Roberto Calasso decía haber escrito El loco impuro –su primer libro, de 1974– en tres semanas, “en una fiebre”, en lo que, para emplear una de las palabras que animan su vasta y hondísima exploración de la vida, podríamos llamar una posesión. “Nunca me había pasado nada igual –dijo–. Nunca volvió a pasarme”. Se trata de una obra de ficción, aunque no tanto. Calasso terminaba de editar las Memorias de un enfermo de nervios, de Daniel Paul Schreber, cuando, en un rapto, a modo de una crónica novelesca, se sumergió en la figura de Schreber para observar su caso: un caso psiquiátrico.
Al margen de las propiedades del relato –un rompecabezas de secretas iluminaciones asociativas– y de toda la trama histórica que envuelve al affaire Schreber, es revelador que Calasso haya “saltado” de una sola psique (en ese libro) a la cultura del mundo, sobre todo a la más remota, la que llega al mito (en sus libros sucesivos). No he leído en ninguna parte que él haya asegurado que la “fiebre” por el caso Schreber fuera la raíz de su monumental trabajo posterior –y afirmarlo ahora sería una temeridad y de seguro un error–. Pero si, como se ha comentado, en su tesis doctoral (“Los jeroglíficos de Sir Thomas Browne”) de 1966, ya estaban anunciadas las obsesiones que lo acompañaron siempre, no es menos cierto que en El loco impuro –escrito a posteriori, pero de todos modos en sus inicios– se halla la puerta de entrada a través de la cual Calasso se aventuró a llevar a cabo esa extraordinaria remitificación de la experiencia humana que es toda su obra.

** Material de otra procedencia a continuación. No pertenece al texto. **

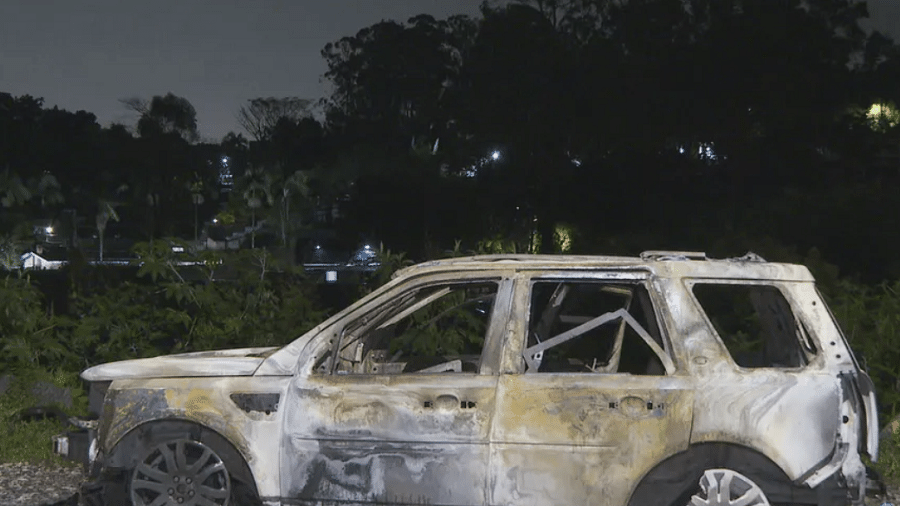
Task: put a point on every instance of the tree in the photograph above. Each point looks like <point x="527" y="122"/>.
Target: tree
<point x="260" y="116"/>
<point x="105" y="211"/>
<point x="169" y="114"/>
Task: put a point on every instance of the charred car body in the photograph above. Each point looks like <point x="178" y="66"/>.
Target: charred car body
<point x="665" y="380"/>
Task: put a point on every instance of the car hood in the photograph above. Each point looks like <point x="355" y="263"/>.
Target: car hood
<point x="240" y="362"/>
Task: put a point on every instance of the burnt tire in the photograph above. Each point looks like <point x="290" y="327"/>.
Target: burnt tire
<point x="180" y="472"/>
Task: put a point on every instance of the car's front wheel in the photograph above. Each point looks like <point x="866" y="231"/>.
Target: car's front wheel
<point x="727" y="487"/>
<point x="180" y="472"/>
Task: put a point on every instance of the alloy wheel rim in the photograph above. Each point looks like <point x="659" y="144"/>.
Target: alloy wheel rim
<point x="180" y="472"/>
<point x="725" y="487"/>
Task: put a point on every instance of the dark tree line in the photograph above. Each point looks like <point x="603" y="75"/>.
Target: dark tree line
<point x="626" y="124"/>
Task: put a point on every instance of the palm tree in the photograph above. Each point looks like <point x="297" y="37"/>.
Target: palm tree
<point x="105" y="211"/>
<point x="47" y="187"/>
<point x="12" y="191"/>
<point x="257" y="190"/>
<point x="296" y="184"/>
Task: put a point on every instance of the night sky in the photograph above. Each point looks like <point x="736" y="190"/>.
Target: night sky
<point x="88" y="54"/>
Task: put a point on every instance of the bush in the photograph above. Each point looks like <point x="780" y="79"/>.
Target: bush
<point x="30" y="440"/>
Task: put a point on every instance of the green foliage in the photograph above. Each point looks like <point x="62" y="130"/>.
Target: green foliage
<point x="30" y="441"/>
<point x="888" y="464"/>
<point x="28" y="333"/>
<point x="870" y="317"/>
<point x="177" y="302"/>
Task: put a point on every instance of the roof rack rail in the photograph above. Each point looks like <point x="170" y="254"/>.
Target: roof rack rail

Visto así, esto nos sirve de avío para darnos cuenta de una cosa, o para recordarla, y es que en una sola psique ya está la cultura del mundo: sobre todo la más remota, la que llega al mito. Por eso decía, entre comillas, que Calasso había “saltado” de un ámbito al otro. No, no hubo necesidad de que saltara: era el mismo ámbito. Al entrar en Schreber, ya estaba en Grecia Antigua y en la India milenaria. Al escribir El loco impuro, ya se prefiguraba como el autor de Las bodas de Cadmo y Harmonía y de Ka y de El cazador celeste, etcétera.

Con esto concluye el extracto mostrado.